By Petr Navovy | Videos | January 30, 2020 |
By Petr Navovy | Videos | January 30, 2020 |
Once when I was an awkward and gangly 15 or 16, the band I was then in played in front of my whole school. It was our first live performance together, and my first ever. I’d been playing guitar for less than a year at that point, so I was anything but proficient, but I could play it well enough to play Cream’s perennial favourite, ‘Sunshine of Your Love’. I could get through every part pretty damn well: The main riff, the choruses, and my own—already better; suck it, Clapton you boring af racist bit*h—version of that solo. So that’s what we decided to play. An instrumental version of it, anyway—we didn’t have a singer. But whatever, we were excited, and our drummer was great, the other guitarist too, and the bassist knew what he was doing. I was the relative amateur in it all. Anyway, despite the vast majority of our audience not being exactly what you might call maximally receptive to a bunch of long-haired classic rock, everything was going well enough. That is until it came time for my solo. I was nervous, I was thrilled, and I had my guitar pedal ready in front of me, waiting to be stomped on to boost the sound just as the solo kicked in. So there we were, the four of us in our first live performance ever; we’re doing well, gliding through the bars leading up to my solo. Anticipation is building, the volume crescendoing, and I start to step forward towards my pedal, visions of Marshall stacks and arenas of adoring fans flickering in my mind. And then the moment arrives! I take the final steps, lean backwards into an Epic Guitar Stance, stomp on that pedal like a motherfu**er, and launch into the solo!

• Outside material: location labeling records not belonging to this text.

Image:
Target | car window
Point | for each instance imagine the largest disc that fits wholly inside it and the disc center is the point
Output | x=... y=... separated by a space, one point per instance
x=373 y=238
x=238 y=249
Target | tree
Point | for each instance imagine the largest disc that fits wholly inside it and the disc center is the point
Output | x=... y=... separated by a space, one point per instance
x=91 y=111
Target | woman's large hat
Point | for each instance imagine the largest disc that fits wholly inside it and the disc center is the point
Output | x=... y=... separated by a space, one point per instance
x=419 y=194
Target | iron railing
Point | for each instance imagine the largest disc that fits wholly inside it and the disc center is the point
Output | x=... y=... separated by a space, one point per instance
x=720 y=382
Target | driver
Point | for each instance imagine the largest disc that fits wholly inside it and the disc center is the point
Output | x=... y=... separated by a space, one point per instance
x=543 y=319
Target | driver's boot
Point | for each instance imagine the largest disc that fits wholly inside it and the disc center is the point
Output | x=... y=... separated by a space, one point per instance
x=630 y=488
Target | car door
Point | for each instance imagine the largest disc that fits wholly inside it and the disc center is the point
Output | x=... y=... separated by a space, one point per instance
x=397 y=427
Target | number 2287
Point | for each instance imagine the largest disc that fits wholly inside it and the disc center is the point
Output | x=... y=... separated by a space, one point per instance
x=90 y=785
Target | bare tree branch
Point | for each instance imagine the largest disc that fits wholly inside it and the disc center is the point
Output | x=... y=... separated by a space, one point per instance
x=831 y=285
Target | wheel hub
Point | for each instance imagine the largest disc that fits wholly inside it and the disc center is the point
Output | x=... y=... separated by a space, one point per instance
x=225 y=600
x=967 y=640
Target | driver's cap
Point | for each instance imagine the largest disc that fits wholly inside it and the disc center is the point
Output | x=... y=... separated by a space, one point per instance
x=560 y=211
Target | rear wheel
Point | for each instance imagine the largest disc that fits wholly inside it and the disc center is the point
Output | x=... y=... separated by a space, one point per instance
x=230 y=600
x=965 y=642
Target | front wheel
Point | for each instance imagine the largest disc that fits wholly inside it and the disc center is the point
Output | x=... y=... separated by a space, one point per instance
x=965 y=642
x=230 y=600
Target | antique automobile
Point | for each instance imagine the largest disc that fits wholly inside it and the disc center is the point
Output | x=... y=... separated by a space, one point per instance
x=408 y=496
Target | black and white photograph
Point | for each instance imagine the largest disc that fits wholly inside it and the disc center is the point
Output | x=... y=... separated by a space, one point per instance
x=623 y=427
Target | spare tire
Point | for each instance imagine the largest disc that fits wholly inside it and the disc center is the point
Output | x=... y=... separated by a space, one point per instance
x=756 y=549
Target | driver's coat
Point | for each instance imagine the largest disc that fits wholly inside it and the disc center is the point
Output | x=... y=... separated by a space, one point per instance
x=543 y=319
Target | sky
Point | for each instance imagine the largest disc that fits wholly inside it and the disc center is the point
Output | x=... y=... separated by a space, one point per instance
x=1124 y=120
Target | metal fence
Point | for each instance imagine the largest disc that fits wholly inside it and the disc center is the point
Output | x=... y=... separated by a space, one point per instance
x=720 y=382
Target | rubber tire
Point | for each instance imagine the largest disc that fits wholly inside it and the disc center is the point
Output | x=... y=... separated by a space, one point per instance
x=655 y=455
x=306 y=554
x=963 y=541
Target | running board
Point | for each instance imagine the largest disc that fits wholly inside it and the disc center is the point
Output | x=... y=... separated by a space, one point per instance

Aaaaaand there’s suddenly no sound coming from my guitar. None. Dead. The universe has hit mute. The rest of the band is carrying gamely on, laying down the backing parts to what is meant to be a screeching and emotive star-making moment. But there’s no sound coming from my guitar. None at all. It takes the band a moment to realise, it takes me a moment longer to realise, and it takes the crowd a nano-moment longer than that to realise that my intense facial expressions are not matching reality. I try to stomp the pedal again and I try to fiddle with the guitar knobs, all the while maintaining some degree of composure and letting my fingers get on with the business of playing through the solo I’d rehearsed but which no one on Earth could hear at that moment. All to no avail. We go on to finish the solo and the song without my guitar making another single solitary peep. There’s clapping afterwards regardless, some joy, but naturally I wander off to go jump into the nearest river. To this day I’m not sure what happened. I can only guess that my heavy, enthusiastic, glory-bringing stomp on the guitar pedal was too heavy and too enthusiastic, and it dislodged one of the cheap cables I had connecting the whole set up together.
All that is to say, that I think I know exactly how world-renowned classical piano prodigy Maria João Alexandre Barbosa Pires felt in 1999 when at the start of a lunchtime concert in Amsterdam she was preparing to launch into a Mozart concerto with the eyes of a discerning posho public on her, only to realise at the last moment that she had been preparing for the wrong concerto, which meant that she then had to completely switch gears and launch into the correct one from memory. Yeah, she absolutely fu**ing nailed it and demonstrated her vast reservoirs of skill in the process. But other than that our situations seem pretty much identical if you ask me.